🤖 AI Summary
This work addresses the limited cross-domain reusability of existing sparse 3D encoders, which are tightly coupled to specific task objectives, data distributions, policy architectures, and action parameterizations. To overcome this, the authors propose Sparse2Act, a novel framework that leverages end-effector actions as compact geometric supervision signals. By pretraining with masked sparse 3D token modeling aligned to task-space actions, Sparse2Act learns transferable 3D representations decoupled from downstream policies. The method achieves an average success rate of 86.9% on LIBERO-10 after only 500 fine-tuning steps, and demonstrates strong generalization by transferring effectively to Meta-World-5 (73.4%) and four real-world robotic tasks (72.5%), significantly advancing cross-domain and sim-to-real transfer capabilities.
📝 Abstract
Explicit 3D representations are attractive for manipulation because they expose object shape, workspace geometry, and robot-object relations in metric coordinates. However, sparse 3D encoders are often learned through downstream task objectives, tying the representation to a particular data distribution, policy architecture, and action parameterization. We introduce Sparse2Act, an observation-action alignment framework for pretraining sparse point-cloud encoders. The key idea is to use task-space end-effector actions as geometric supervision: masked sparse 3D tokens are trained to organize scene features around the workspace motion paired with the observation.
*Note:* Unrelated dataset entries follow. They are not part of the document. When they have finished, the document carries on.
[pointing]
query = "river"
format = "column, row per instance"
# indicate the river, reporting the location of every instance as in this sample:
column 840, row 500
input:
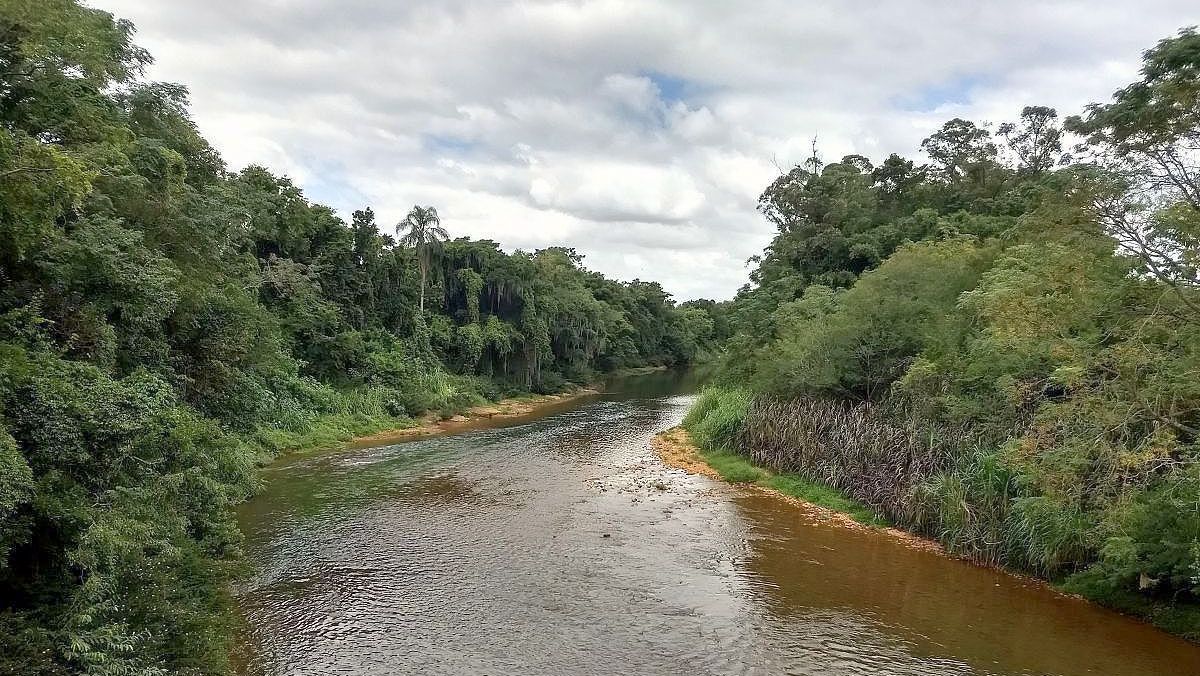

After pretraining, only the encoder initialization is reused by downstream policies, allowing them to retain their own architectures and action spaces, including joint-space commands. On the LIBERO-10 benchmark, our method achieves 86.9% average success after 500 fine-tuning steps. The same pretrained encoder supports LIBERO-to-Meta-World cross-domain transfer, achieving 73.4% average success on the Meta-World-5 benchmark. Ablations on the objective and decoder capacity show that the gains come from the masked action-alignment signal and remain useful across downstream action decoders. In real-world experiments, simulation pretraining followed by limited real-data fine-tuning achieves an average success rate of 72.5% across four tasks, demonstrating effective sim-to-real transfer. These results suggest that robot actions can provide compact geometric supervision for reusable sparse 3D representations.